Many projects fail because the strong do not come to the aid of the weak.  Often we find people assigned to critical tasks on projects without having the strength (knowledge, talent, experience, flexibility and intelligence) to perform them successfully. 

Ideally, there would be no weak performers.  Selection, training and coaching would bring everyone to a solid level of strength for all the tasks to which they are assigned.   But, let’s be realistic.  There are often instances in which tasks are assigned to people who cannot do them successfully

When this happens the project is put in jeopardy and the project team as a whole suffers, unless project planners adapt to the situation, planning and acting accordingly.

For many, the knee jerk reaction to a weak performer is to complain and blame.  Expectations are set too high and are not fulfilled. The thinking goes that “Charlie is a senior person and he should have the ability to do the work well.”  The key word here is “should”.  As project managers we are not so interested in what should be and very interested in what is and what will be.

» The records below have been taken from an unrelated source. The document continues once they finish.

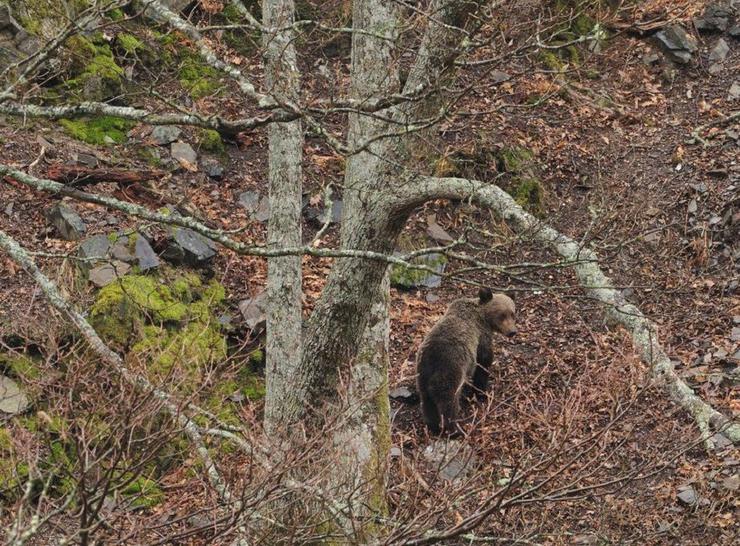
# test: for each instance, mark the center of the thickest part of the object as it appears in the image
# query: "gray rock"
(87, 160)
(453, 459)
(499, 76)
(249, 200)
(719, 51)
(734, 93)
(94, 249)
(437, 232)
(253, 310)
(105, 274)
(716, 17)
(336, 213)
(189, 247)
(165, 134)
(66, 221)
(184, 154)
(402, 277)
(212, 168)
(650, 59)
(12, 399)
(404, 394)
(148, 259)
(263, 210)
(687, 495)
(120, 250)
(677, 44)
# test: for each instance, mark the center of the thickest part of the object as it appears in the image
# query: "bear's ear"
(485, 295)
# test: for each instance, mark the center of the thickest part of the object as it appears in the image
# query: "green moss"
(97, 130)
(129, 43)
(550, 60)
(94, 71)
(144, 493)
(198, 79)
(121, 307)
(192, 348)
(210, 141)
(116, 14)
(6, 441)
(20, 366)
(515, 159)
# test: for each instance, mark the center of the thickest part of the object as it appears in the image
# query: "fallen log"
(78, 175)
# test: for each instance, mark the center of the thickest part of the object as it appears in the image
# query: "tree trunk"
(284, 312)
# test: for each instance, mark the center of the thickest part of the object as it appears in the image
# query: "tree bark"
(284, 312)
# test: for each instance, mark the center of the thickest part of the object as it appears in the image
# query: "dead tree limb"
(644, 332)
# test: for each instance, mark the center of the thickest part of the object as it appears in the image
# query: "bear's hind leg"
(430, 412)
(449, 409)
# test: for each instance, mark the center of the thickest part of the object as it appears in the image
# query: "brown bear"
(458, 350)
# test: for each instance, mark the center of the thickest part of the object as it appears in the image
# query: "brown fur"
(458, 350)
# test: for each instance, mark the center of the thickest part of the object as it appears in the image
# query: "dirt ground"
(609, 141)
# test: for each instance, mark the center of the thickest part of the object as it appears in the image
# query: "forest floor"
(608, 138)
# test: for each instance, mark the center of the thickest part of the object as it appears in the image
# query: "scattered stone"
(687, 495)
(249, 200)
(212, 168)
(189, 247)
(336, 212)
(403, 394)
(12, 399)
(716, 17)
(66, 221)
(87, 160)
(732, 483)
(650, 59)
(734, 93)
(719, 51)
(437, 232)
(407, 278)
(715, 69)
(263, 210)
(93, 249)
(165, 134)
(677, 44)
(105, 274)
(184, 154)
(499, 76)
(253, 310)
(148, 259)
(120, 250)
(453, 460)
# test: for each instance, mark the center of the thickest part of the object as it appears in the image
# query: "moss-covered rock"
(197, 78)
(100, 130)
(143, 493)
(210, 141)
(529, 193)
(122, 308)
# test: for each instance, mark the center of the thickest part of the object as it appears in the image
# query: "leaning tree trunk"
(284, 315)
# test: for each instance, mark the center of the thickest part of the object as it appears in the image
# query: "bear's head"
(498, 311)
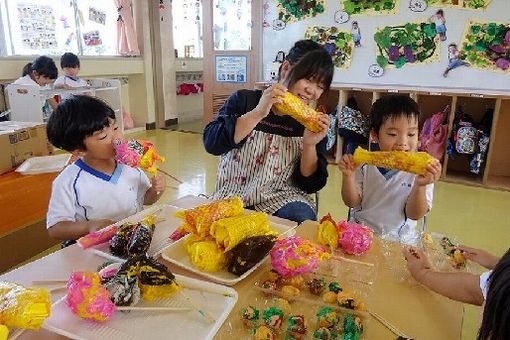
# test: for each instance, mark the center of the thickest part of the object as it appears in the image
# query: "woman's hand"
(313, 138)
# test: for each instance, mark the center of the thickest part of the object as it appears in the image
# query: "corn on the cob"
(205, 254)
(304, 114)
(229, 232)
(199, 219)
(413, 162)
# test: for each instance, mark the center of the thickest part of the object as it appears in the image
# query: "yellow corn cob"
(297, 109)
(199, 219)
(229, 232)
(413, 162)
(205, 255)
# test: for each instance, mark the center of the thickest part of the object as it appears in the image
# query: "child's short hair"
(70, 60)
(75, 118)
(43, 65)
(392, 106)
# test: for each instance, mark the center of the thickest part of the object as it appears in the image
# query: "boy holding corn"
(269, 160)
(390, 201)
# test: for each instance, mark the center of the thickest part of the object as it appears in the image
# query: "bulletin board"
(430, 43)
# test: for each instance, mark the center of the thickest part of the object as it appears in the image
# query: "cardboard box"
(20, 141)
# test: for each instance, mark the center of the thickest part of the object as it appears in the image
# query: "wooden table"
(412, 308)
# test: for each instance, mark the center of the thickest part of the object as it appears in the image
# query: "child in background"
(390, 201)
(271, 161)
(491, 289)
(70, 64)
(94, 191)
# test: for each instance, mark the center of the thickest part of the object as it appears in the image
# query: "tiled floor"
(477, 217)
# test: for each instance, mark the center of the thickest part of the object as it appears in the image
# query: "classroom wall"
(411, 74)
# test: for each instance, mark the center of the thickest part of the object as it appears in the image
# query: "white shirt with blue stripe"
(81, 193)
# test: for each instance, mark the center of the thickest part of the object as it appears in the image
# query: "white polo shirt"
(384, 198)
(81, 193)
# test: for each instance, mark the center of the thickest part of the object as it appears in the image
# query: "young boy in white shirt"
(94, 191)
(390, 201)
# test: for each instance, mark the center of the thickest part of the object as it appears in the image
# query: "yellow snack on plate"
(413, 162)
(22, 307)
(297, 109)
(229, 232)
(199, 219)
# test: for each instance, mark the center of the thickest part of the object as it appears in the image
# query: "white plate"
(166, 223)
(43, 164)
(216, 299)
(176, 254)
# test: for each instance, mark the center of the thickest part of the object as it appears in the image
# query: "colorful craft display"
(295, 256)
(87, 297)
(22, 307)
(297, 109)
(139, 154)
(413, 162)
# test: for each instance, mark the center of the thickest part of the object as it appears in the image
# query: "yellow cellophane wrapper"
(229, 232)
(297, 109)
(327, 234)
(199, 219)
(22, 307)
(205, 254)
(413, 162)
(151, 292)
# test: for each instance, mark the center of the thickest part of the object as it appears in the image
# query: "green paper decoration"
(409, 43)
(296, 10)
(487, 45)
(339, 44)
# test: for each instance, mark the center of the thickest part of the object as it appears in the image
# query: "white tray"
(176, 254)
(44, 164)
(216, 299)
(168, 222)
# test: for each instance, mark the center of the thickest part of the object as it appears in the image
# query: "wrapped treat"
(264, 333)
(199, 219)
(87, 298)
(327, 234)
(316, 286)
(141, 238)
(352, 327)
(205, 255)
(229, 232)
(297, 109)
(138, 154)
(97, 237)
(250, 252)
(296, 326)
(22, 307)
(120, 241)
(355, 239)
(295, 256)
(324, 333)
(124, 290)
(413, 162)
(250, 316)
(154, 279)
(327, 317)
(273, 317)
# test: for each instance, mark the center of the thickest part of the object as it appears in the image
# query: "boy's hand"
(158, 183)
(273, 94)
(417, 262)
(479, 256)
(347, 165)
(313, 138)
(431, 175)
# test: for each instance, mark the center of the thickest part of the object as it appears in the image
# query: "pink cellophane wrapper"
(355, 239)
(87, 298)
(295, 256)
(97, 237)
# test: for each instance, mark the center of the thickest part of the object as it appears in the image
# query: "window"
(53, 27)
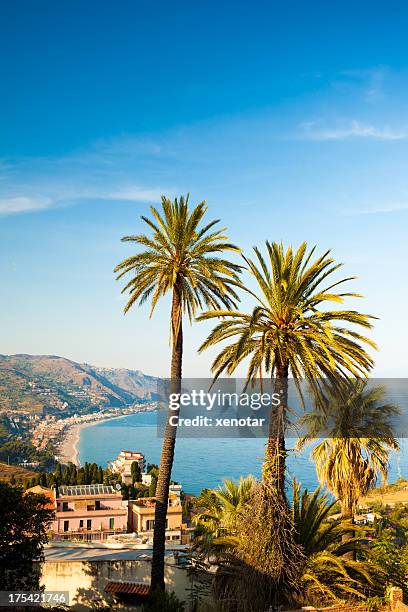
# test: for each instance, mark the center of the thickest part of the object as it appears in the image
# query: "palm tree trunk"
(275, 463)
(169, 442)
(347, 515)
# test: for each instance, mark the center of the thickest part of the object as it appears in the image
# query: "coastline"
(68, 448)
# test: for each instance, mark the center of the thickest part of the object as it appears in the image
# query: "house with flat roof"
(89, 512)
(141, 518)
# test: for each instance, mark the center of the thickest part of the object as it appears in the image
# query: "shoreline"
(68, 448)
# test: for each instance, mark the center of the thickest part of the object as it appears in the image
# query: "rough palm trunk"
(169, 441)
(347, 515)
(275, 462)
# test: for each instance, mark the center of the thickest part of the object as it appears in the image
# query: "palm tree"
(221, 511)
(356, 422)
(179, 256)
(290, 331)
(327, 575)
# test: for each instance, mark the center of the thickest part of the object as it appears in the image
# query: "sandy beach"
(68, 449)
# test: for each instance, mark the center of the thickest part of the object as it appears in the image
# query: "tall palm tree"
(355, 423)
(290, 331)
(180, 256)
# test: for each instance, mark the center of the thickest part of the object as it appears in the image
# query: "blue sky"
(290, 119)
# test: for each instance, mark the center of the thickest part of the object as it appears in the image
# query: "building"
(106, 578)
(141, 518)
(89, 512)
(123, 464)
(146, 479)
(48, 493)
(176, 489)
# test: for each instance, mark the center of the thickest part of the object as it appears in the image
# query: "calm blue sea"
(201, 463)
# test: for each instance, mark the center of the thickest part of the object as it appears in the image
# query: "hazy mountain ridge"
(50, 383)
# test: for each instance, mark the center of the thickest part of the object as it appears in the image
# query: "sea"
(203, 462)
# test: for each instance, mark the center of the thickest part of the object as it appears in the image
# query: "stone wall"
(86, 580)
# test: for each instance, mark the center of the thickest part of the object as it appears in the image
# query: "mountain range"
(53, 384)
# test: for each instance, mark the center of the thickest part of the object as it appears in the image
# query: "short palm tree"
(181, 256)
(220, 514)
(354, 426)
(291, 330)
(327, 575)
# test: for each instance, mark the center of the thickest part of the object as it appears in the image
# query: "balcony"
(85, 535)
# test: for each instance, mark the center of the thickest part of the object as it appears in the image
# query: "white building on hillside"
(122, 465)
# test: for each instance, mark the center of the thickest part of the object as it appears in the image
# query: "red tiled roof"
(131, 588)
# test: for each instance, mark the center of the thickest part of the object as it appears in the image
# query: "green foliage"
(354, 427)
(23, 533)
(163, 601)
(135, 472)
(291, 323)
(389, 561)
(179, 251)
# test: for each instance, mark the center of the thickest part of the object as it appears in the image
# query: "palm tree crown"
(182, 257)
(356, 426)
(180, 253)
(290, 327)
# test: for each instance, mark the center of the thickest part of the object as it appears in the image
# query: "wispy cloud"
(371, 82)
(21, 204)
(102, 173)
(316, 130)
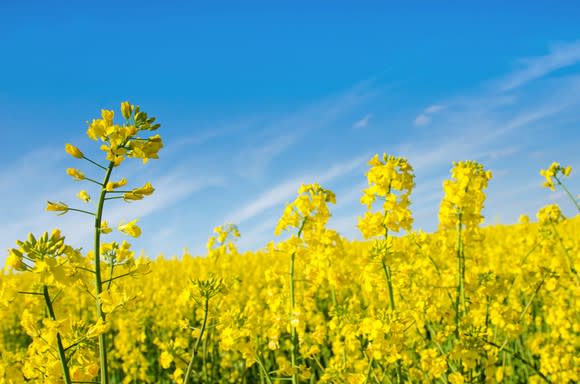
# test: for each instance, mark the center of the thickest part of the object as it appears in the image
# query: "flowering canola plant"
(465, 304)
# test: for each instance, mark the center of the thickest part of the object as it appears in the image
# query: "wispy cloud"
(425, 117)
(362, 122)
(279, 133)
(560, 56)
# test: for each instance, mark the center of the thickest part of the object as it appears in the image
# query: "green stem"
(265, 373)
(294, 333)
(94, 162)
(569, 262)
(460, 296)
(61, 355)
(98, 281)
(196, 346)
(568, 193)
(387, 271)
(82, 211)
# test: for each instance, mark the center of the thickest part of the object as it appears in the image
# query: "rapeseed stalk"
(461, 211)
(309, 214)
(207, 289)
(390, 180)
(554, 173)
(118, 142)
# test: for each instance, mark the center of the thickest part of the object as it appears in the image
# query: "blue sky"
(256, 99)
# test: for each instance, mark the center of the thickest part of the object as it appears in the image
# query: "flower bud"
(73, 151)
(126, 109)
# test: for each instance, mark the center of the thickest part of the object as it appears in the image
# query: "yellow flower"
(456, 378)
(111, 185)
(146, 190)
(14, 260)
(57, 207)
(130, 228)
(166, 359)
(73, 151)
(550, 214)
(75, 174)
(126, 109)
(84, 196)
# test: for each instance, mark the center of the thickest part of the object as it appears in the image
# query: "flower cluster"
(464, 196)
(390, 180)
(309, 211)
(121, 141)
(551, 174)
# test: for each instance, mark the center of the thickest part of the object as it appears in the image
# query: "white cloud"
(425, 117)
(421, 120)
(362, 122)
(434, 108)
(279, 133)
(560, 56)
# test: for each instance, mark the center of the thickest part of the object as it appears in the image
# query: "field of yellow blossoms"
(465, 304)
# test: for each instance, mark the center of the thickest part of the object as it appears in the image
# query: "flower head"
(130, 228)
(73, 151)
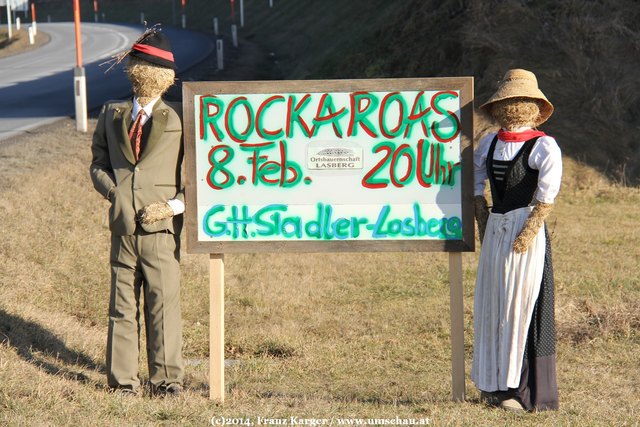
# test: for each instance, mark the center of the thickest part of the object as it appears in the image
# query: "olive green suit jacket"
(155, 177)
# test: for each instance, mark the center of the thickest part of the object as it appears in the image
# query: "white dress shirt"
(545, 157)
(176, 205)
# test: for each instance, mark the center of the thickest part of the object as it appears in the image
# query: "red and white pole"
(184, 14)
(33, 19)
(79, 78)
(9, 32)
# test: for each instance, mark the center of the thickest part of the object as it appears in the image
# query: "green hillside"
(585, 53)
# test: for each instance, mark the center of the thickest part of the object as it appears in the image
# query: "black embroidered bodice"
(513, 183)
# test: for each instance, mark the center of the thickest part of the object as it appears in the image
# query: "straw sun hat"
(520, 83)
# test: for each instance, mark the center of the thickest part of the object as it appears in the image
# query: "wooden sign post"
(329, 166)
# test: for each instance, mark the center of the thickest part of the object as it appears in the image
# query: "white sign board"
(357, 162)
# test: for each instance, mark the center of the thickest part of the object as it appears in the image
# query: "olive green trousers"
(145, 267)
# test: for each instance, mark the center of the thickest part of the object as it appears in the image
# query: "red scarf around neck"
(525, 135)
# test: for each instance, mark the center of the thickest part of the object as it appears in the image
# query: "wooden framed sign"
(326, 166)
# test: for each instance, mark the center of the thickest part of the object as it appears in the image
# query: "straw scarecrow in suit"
(137, 160)
(514, 362)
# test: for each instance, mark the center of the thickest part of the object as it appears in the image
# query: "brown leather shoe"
(171, 390)
(512, 404)
(489, 398)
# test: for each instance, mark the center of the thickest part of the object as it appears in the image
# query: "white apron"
(507, 287)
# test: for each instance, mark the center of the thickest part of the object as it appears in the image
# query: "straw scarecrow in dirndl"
(514, 363)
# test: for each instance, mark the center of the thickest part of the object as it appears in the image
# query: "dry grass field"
(308, 335)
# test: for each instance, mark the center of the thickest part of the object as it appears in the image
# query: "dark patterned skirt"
(538, 389)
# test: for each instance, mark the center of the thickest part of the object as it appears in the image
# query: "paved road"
(37, 87)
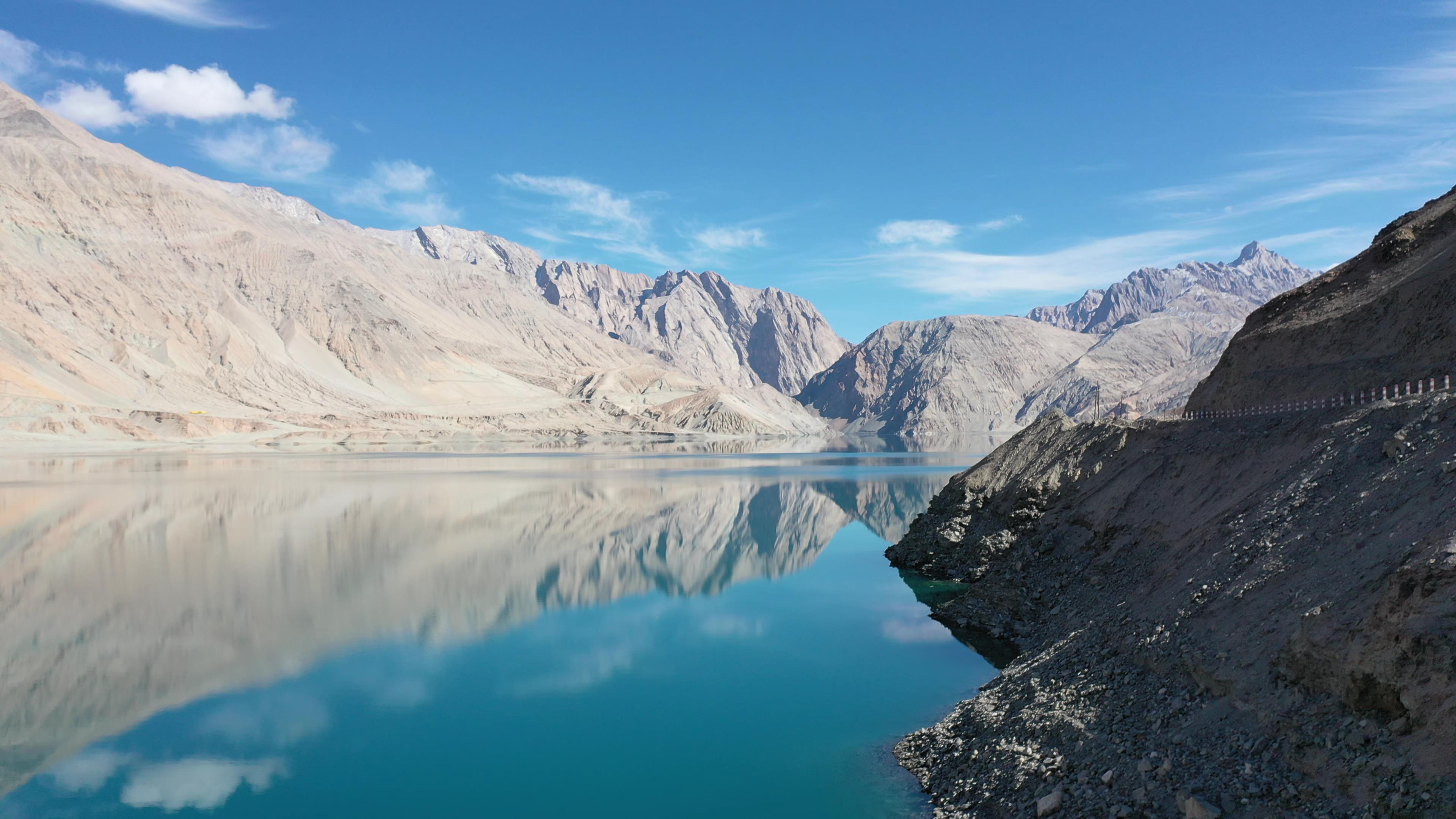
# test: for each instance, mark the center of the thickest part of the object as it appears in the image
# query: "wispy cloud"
(206, 94)
(17, 57)
(89, 770)
(89, 105)
(82, 63)
(279, 152)
(404, 190)
(201, 14)
(1001, 223)
(730, 238)
(916, 231)
(972, 276)
(1394, 133)
(595, 213)
(201, 783)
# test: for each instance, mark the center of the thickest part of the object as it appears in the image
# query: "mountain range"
(149, 304)
(1138, 347)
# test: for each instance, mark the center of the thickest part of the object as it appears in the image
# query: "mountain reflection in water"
(130, 586)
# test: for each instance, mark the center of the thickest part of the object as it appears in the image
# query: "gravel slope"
(1241, 617)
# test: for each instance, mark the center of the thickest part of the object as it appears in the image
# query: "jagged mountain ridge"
(698, 323)
(1218, 289)
(136, 295)
(1382, 318)
(1136, 347)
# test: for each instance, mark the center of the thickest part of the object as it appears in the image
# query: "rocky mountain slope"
(182, 585)
(1244, 618)
(1141, 347)
(1218, 290)
(943, 377)
(1381, 318)
(135, 297)
(700, 324)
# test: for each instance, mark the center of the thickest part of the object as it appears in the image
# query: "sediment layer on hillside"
(1257, 614)
(1382, 318)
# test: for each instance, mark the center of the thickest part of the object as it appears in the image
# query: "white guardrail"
(1369, 395)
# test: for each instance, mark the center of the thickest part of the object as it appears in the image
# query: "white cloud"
(583, 671)
(976, 276)
(196, 783)
(1001, 223)
(587, 199)
(596, 213)
(276, 719)
(79, 62)
(730, 238)
(545, 235)
(1388, 135)
(17, 57)
(733, 626)
(204, 14)
(404, 176)
(89, 770)
(402, 188)
(915, 630)
(282, 152)
(206, 94)
(918, 231)
(89, 105)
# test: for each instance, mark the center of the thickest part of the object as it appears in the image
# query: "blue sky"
(887, 162)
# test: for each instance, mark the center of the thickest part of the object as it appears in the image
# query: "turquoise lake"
(449, 636)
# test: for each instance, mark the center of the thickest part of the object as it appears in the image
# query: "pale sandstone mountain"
(133, 295)
(173, 586)
(700, 324)
(1224, 289)
(943, 377)
(1163, 333)
(1145, 344)
(1378, 320)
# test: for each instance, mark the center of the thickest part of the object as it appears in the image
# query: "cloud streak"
(17, 57)
(200, 14)
(279, 152)
(916, 231)
(404, 190)
(724, 240)
(965, 275)
(596, 213)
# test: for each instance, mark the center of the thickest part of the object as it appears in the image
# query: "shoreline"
(1161, 581)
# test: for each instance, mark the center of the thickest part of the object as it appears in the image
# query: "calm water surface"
(466, 636)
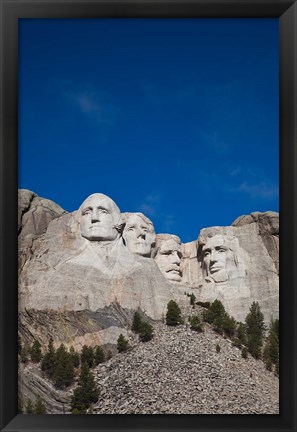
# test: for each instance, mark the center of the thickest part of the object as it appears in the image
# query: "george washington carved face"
(139, 234)
(99, 218)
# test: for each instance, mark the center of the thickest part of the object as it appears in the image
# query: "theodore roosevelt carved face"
(99, 218)
(168, 256)
(139, 234)
(219, 259)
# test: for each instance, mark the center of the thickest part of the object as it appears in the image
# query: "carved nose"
(176, 259)
(95, 216)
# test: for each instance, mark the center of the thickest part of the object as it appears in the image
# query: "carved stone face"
(139, 234)
(98, 217)
(218, 258)
(168, 257)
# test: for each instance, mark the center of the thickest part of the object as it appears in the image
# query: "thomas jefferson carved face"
(139, 234)
(218, 258)
(99, 218)
(168, 256)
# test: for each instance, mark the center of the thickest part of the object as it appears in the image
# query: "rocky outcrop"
(177, 372)
(81, 266)
(34, 215)
(180, 372)
(268, 228)
(32, 383)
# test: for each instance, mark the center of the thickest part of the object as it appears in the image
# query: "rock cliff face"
(34, 215)
(80, 283)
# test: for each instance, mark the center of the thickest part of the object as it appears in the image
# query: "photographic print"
(148, 224)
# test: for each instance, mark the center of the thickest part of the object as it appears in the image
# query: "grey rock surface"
(34, 215)
(268, 225)
(177, 372)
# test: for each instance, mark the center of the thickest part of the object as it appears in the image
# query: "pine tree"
(173, 315)
(87, 356)
(86, 392)
(195, 323)
(74, 357)
(75, 411)
(244, 352)
(25, 354)
(229, 325)
(20, 405)
(146, 331)
(35, 352)
(64, 373)
(271, 348)
(29, 407)
(99, 356)
(136, 322)
(255, 329)
(20, 346)
(241, 333)
(122, 343)
(48, 361)
(39, 406)
(192, 300)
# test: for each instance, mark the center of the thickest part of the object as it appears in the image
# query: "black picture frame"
(286, 12)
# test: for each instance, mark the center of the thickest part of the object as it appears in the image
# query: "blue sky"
(177, 118)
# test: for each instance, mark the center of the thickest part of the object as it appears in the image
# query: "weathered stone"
(249, 273)
(268, 223)
(34, 215)
(139, 234)
(72, 272)
(168, 256)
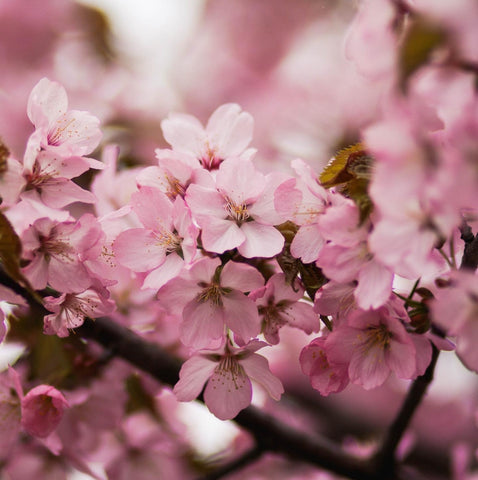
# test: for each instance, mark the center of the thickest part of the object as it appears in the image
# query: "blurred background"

Complaining and blaming may be cathartic, making the complainer feel a little better, but it does not address the problem of getting the work done well, on time and on budget. Complaining and blaming takes place after the damage is done.  Project managers want to make sure, to the best of their ability that the damage does not get done.

Avoiding the Risk

This is a risk management issue.  What is the probability that the person assigned to the task can do it well?  What is the impact if he or she cannot?

When we identify the risk that an assigned team member does not have the strength to do the job well, the most skillful approach is for other team members to take on extra work to compensate for the weakness.  

For example, if someone is assigned to write a document, can do all the research but organizes and writes poorly, it is wise for a team member who is a good writer to take on the writing task or to be ready for considerable editing/rewrite. 

This, of course, assumes that the person picking up the extra work has the time to do it without jeopardizing other task completions. To avoid that risk, the project should be planned, based on candid assessment of team member skills, to include rework, editing, extra testing or more effective assignments (for examp0le breaking the task in the example into two tasks, one for the research the other for the writing).  Make the supporting work an “official” part of the plan and ensure that it gets done well without jeopardizing the schedule or relying on the good will and good judgment of the good writer, who would have to informally pick up extra work to make the deliverable right. 

In other words, know the weaknesses of team members and make assignments that support weaknesses with strengths even though that may take longer or cost more. In the end, it is usually the quality of the outcome that matters most.

That means getting people to acknowledge their weaknesses and strengths when the project is being planned and getting team members to accept the fact that there is an obligation to support one another, even without there being an official assignment to do so.